The reason that determines the pathological deposition of human apolipoprotein A-I variants inducing organ failure has been under research since the early description of natural mutations in patients. To shed light into the events associated with protein aggregation, we studied the structural perturbations that may occur in the natural variant that shows a substitution of a Leucine by an Arginine in position 60 (L60R). Circular dichroism, intrinsic fluorescence measurements, and proteolysis analysis indicated that L60R was more unstable, more sensitive to cleavage and the N-terminus was more disorganized than the protein with the native sequence (Wt). A higher tendency to aggregate was also detected when L60R was incubated at physiological pH. In addition, the small structural rearrangement observed for the freshly folded variant led to the release of tumor necrosis factor-α and interleukin-1ß from a model of macrophages. However, the mutant preserved both its dimeric conformation and its lipid-binding capacity. Our results strongly suggest that the chronic disease may be a consequence of the native conformation loss which elicits the release of protein conformations that could be either cytotoxic or precursors of amyloid conformations.

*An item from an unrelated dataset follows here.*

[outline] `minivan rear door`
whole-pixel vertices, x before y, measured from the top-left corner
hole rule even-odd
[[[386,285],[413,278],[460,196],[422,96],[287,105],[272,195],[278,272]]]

Fibrillar conformation of an apolipoprotein A-I variant involved in amyloidosis and atherosclerosis.

BACKGROUND: Different protein conformations may be involved in the development of clinical manifestations associated with human amyloidosis. Although a fibrillar conformation is usually the signature of damage in the tissues of patients, it is not clear whether this species is per se the cause or the consequence of the disease. Hereditary amyloidosis due to variants of apolipoprotein A-I (apoA-I) with a substitution of a single amino acid is characterized by the presence of fibrillar protein within the lesions. Thus mutations result in increased protein aggregation. Here we set up to characterize the folding of a natural variant with a mutation leading to a deletion at position 107 (apoA-I Lys107-0). Patients carrying this variant show amyloidosis and severe atherosclerosis. METHODS: We oxidized this variant under controlled concentrations of hydrogen peroxide and analyzed the structure obtained after 30-day incubation by fluorescence, circular dichroism and microscopy approaches. Neutrophils activation was characterized by confocal microscopy. RESULTS: We obtained a high yield of well-defined stable fibrillar structures of apoA-I Lys107-0. In an in vitro neutrophils system, we were able to detect the induction of Neutrophils Extracellular Traps (NETs) when we incubated with oxidized apoA-I variants. This effect was exacerbated by the fibrillar structure of oxidized Lys 107-0. CONCLUSIONS: We conclude that a pro-inflammatory microenvironment could result in the formation of aggregation-prone species, which, in addition may induce a positive feed-back in the activation of an inflammatory response. GENERAL SIGNIFICANCE: These events may explain a close association between amyloidosis due to apoA-I Lys107-0 and atherosclerosis.